Even John Howard, the man who initiated the freeze in real terms, now says it’s time for it to end.
Morrison, however, is unmoved. He argues the dole is better than it's been painted. It’s increased twice a year in line with inflation, and 99 per cent of recipients get other payments.
True. But what the 99 per cent get is the “energy supplement”, which is worth 63¢ a day and doesn’t change the claim that the dole amounts to about $40 a day.
About 40 per cent of singles on the dole get rent assistance – of up to $9.80 a day – provided they’re paying rent of more than $21.40 a day which, rest assured, they are. Much more.
There are 722,000 people on unemployment benefits. Half of them are over 45 – strange to think how sure people are that employers discriminate against older job applicants, but don’t ever imagine them being on the dole.
Similarly, more than a quarter of recipients have an illness or disability, but are on the dole because they’ve been denied the disability support pension. These people, along with more than 100,000 single parents, face challenges and discrimination in finding paid work.
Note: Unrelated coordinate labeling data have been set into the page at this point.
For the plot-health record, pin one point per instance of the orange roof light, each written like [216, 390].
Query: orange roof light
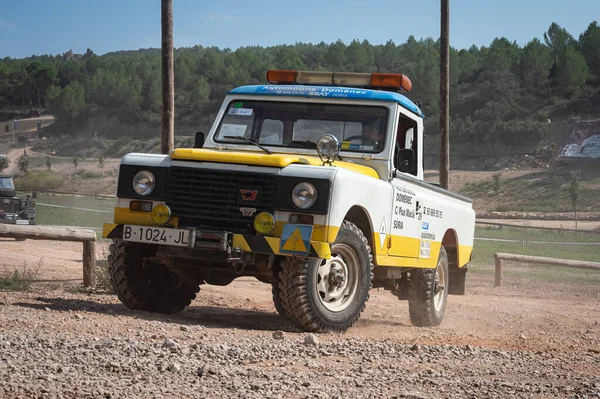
[391, 80]
[275, 76]
[395, 81]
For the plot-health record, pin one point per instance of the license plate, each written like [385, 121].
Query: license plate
[156, 235]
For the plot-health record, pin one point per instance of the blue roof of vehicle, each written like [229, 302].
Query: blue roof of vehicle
[329, 92]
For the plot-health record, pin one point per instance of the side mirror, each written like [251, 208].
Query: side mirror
[199, 140]
[406, 161]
Another argument ministers use is that the dole was only ever intended to be a temporary payment while people find another job and, indeed, two-thirds of people going on to it move off within 12 months.
But get your head around this: accepting that’s true, it’s also true that, at any point in time, two-thirds of people on the optimistically named Newstart allowance have been on it for a year or more. These are the long-term unemployed who, presumably, include many of those with particular challenges.
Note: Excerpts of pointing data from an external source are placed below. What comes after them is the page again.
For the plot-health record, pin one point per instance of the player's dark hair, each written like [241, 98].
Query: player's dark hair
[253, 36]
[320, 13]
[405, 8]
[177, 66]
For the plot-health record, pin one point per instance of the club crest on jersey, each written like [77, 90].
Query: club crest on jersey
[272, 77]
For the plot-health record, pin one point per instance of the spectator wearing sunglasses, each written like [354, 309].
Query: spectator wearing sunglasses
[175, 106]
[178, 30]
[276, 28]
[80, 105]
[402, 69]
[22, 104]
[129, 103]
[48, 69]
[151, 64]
I agree with Morrison that “the best form of welfare is a job”. It’s true, too, that in recent years many additional, full-time jobs have been created. But it’s equally true that many of those jobs have gone to immigrants and other new entrants to the labour force, meaning the rate of unemployment hasn’t fallen below 5 per cent. That’s acceptable?
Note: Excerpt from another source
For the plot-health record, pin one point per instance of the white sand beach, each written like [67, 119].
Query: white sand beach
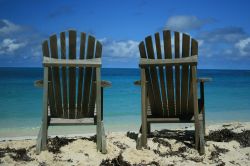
[162, 149]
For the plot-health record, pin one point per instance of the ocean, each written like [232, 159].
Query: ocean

The truth is that, even in the city, the meanness of the dole makes it hard for people to afford the transport and other costs needed to search for jobs. The notion that poor people will seek work only under the lash of poverty is heartless nonsense.
Other facts are that the economy has slowed sharply since the middle of last year, employment is growing more slowly and unemployment is now rising.
This is why Reserve Bank governor Lowe has twice cut the official interest rate and is begging the government use its budget to do more to stimulate the economy. It partly explains his support for an increase in the dole – an extra $75 a week is the popular proposal – which, as a stimulus measure, has the great virtue of being likely to be spent fully and quickly by its impoverished recipients.
So why the refusal? For the reasons we’ve discussed but also because, having given up tax revenue of $300 billion over 10 years, Treasurer Josh Frydenberg now insists he can’t afford a dole increase costing a whopping $39 billion over 10 years. Too much threat to his promised return to budget surplus.
Strange logic. Should the economy’s slowdown not be reversed, unemployment – and the budgetary cost of the dole – will go a lot higher, and hopes of budget surpluses will evaporate, replaced by angry people accusing the government of economic incompetence.